Contacted, DMCH Director Brig Gen AKM Nasiruddin, who joined office recently, told The Daily Star that the issue had already come to his notice and that they would soon sit with the employees, dealing with the garbage.
Asked, a top DMCH official said they got the latest letter from Prism Bangladesh over a year ago. He said they asked the ward masters repeatedly to ensure that the garbage is not thrown here and there. However, the practice has continued unabated.
Talking to these correspondents, a ward master refuted the existence of the syndicate and claimed that the cleaners dump the waste in the open "only because of ignorance".
He said around 700 cleaners work at the hospital and almost 300 of them are not appointed by the hospital.
"These workers are tipped by the patients and their relatives. The hospital allow them to work due to the dearth of cleaners in comparison to the huge number of patients," said the ward master, claiming that those cleaners "are not properly trained for the dumping."
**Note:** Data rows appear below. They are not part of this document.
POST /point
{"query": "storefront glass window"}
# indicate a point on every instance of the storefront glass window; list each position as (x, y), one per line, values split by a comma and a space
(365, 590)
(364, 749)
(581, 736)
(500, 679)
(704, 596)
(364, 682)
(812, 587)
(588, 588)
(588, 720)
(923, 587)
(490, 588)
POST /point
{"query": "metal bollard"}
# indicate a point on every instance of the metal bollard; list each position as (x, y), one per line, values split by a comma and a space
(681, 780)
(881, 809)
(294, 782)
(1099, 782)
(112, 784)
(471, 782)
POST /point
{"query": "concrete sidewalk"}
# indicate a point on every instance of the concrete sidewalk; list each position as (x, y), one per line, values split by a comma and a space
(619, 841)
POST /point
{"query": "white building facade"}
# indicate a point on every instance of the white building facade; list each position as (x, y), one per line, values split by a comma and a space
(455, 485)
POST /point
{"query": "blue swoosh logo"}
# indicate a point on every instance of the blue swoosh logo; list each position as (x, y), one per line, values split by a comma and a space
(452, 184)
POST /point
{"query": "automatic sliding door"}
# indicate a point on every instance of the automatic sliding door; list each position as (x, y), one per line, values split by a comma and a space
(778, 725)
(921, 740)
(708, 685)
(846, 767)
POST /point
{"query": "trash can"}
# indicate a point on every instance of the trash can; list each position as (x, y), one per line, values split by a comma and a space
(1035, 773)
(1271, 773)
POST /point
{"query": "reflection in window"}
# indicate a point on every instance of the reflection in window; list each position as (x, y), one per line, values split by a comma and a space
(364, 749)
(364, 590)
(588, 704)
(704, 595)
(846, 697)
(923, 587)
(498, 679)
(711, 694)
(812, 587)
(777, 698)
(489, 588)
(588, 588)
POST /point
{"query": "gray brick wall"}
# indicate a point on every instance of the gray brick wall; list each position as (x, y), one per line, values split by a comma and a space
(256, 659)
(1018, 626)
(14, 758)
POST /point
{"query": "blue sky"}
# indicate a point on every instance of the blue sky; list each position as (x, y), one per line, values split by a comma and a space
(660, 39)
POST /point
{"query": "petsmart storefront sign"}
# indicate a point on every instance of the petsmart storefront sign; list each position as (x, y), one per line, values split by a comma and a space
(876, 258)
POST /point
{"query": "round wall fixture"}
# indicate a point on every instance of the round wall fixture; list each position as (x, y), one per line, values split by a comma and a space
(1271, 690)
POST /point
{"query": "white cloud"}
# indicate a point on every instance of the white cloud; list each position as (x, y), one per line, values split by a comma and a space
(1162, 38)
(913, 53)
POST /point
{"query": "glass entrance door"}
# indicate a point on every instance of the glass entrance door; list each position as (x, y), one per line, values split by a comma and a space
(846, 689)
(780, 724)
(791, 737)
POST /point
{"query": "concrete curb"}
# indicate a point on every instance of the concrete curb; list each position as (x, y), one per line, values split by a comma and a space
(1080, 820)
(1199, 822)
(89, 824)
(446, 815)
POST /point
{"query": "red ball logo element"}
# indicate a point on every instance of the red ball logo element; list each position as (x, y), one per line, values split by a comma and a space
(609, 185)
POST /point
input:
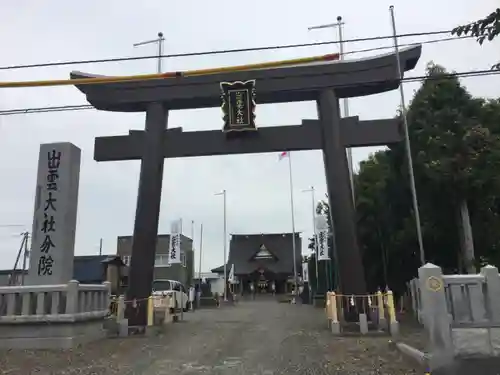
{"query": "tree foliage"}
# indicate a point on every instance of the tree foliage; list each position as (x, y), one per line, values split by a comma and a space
(455, 144)
(487, 28)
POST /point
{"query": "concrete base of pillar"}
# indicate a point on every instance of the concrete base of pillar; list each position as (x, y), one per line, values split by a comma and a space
(335, 328)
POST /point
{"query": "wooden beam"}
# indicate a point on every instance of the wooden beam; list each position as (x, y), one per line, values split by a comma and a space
(179, 144)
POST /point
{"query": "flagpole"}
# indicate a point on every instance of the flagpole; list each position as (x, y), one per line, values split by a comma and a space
(294, 250)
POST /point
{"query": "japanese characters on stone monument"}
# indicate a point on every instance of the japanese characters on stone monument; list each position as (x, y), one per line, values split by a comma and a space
(238, 106)
(54, 220)
(322, 237)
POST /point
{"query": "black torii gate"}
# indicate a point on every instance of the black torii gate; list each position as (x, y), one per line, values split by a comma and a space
(324, 82)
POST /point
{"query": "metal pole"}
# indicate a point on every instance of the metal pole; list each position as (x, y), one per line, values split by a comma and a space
(160, 41)
(407, 141)
(345, 101)
(294, 250)
(225, 247)
(199, 266)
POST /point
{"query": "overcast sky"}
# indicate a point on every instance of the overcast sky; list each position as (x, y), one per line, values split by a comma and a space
(33, 31)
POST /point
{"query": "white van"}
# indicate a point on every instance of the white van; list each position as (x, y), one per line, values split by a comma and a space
(164, 287)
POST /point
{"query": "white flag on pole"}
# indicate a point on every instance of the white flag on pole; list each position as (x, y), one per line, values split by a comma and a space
(174, 253)
(231, 274)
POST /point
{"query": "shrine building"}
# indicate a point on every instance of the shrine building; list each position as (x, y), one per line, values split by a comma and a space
(263, 260)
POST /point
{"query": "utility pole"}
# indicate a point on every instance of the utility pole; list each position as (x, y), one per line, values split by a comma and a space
(158, 40)
(25, 254)
(223, 193)
(339, 25)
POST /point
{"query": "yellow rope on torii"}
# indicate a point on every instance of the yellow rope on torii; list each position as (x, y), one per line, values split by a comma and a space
(169, 75)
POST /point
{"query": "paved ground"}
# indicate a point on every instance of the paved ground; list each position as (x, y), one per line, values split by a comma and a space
(252, 338)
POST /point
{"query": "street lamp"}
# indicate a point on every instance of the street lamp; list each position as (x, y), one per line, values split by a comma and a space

Talking to this paper several times before, former assistant director (admin) of the hospital Habibur Rahman, who has recently been appointed the civil surgeon of Munshiganj, admitted that they did not stop the "temporary workers" considering the "ground reality" because of the huge number of patients.
SIMILAR SCENARIO
These correspondents saw medical waste dumped near some other public hospitals in the capital, including Pangu Hospital, National Institute of Cardiovascular Diseases and National Institute of Mental Health and National Institute of Kidney Diseases and Urology.
Most of the hospitals do not have any store room for garbage dumping and the cleaners throw away the rubbish carelessly at those spots, said sources at the hospital.
Ragpickers were seen taking away waste from dumps near the hospitals. There was no one to stop them.